The slowest selling house region was once again the New England and North West region in NSW, where the median time on market was 43 days over the 12 months to July 2022, an improvement from the 72 days it took to sell a property in the year to July 2021.

While most markets are still recording faster selling times compared to this time last year, median days on market and vendor discounting figures have been creeping up in the past two quarters, Ms Ezzy said, suggesting buyers were starting to reign back some control.

“Vendors are now offering slightly larger discounts in order to secure a sale, while regional properties are now taking slightly longer to sell as selling conditions start to shift back in favour of buyers,” she said.

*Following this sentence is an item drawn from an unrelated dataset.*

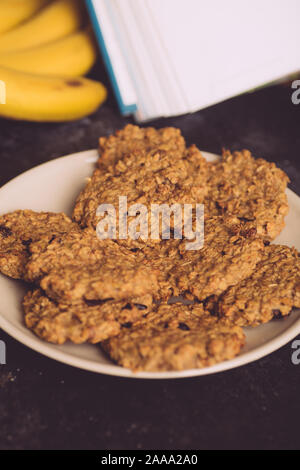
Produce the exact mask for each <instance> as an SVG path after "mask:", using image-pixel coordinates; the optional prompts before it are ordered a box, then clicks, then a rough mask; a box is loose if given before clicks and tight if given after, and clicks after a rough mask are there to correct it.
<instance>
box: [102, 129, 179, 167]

“While inventory levels remain low across the combined regional areas, the trend in newly listed properties is starting to normalise. As more properties come onto the market, vendors will potentially have to make more concessions when trying to secure a sale.”

Regional outlook

As interest rates move higher and affordability pressures mount, Ms Ezzy said it’s likely the decline in values witnessed in capital cities will become more widespread and impact regional areas.

“Value declines are already being seen across more expensive regional markets, while the pace of growth has eased considerably across the combined regions’ broad middle and lower quartile markets,” she said.

“However, as Australia’s housing market moves further into the downwards phase of the cycle, it’s possible the regional areas will be slightly more insulated than the capitals, thanks to these markets’ relative affordability and low advertised supply levels. Additionally, the strong growth that’s occurred over the past two years should help cushion regional homeowners from the most extreme effects of the cycles downturn.”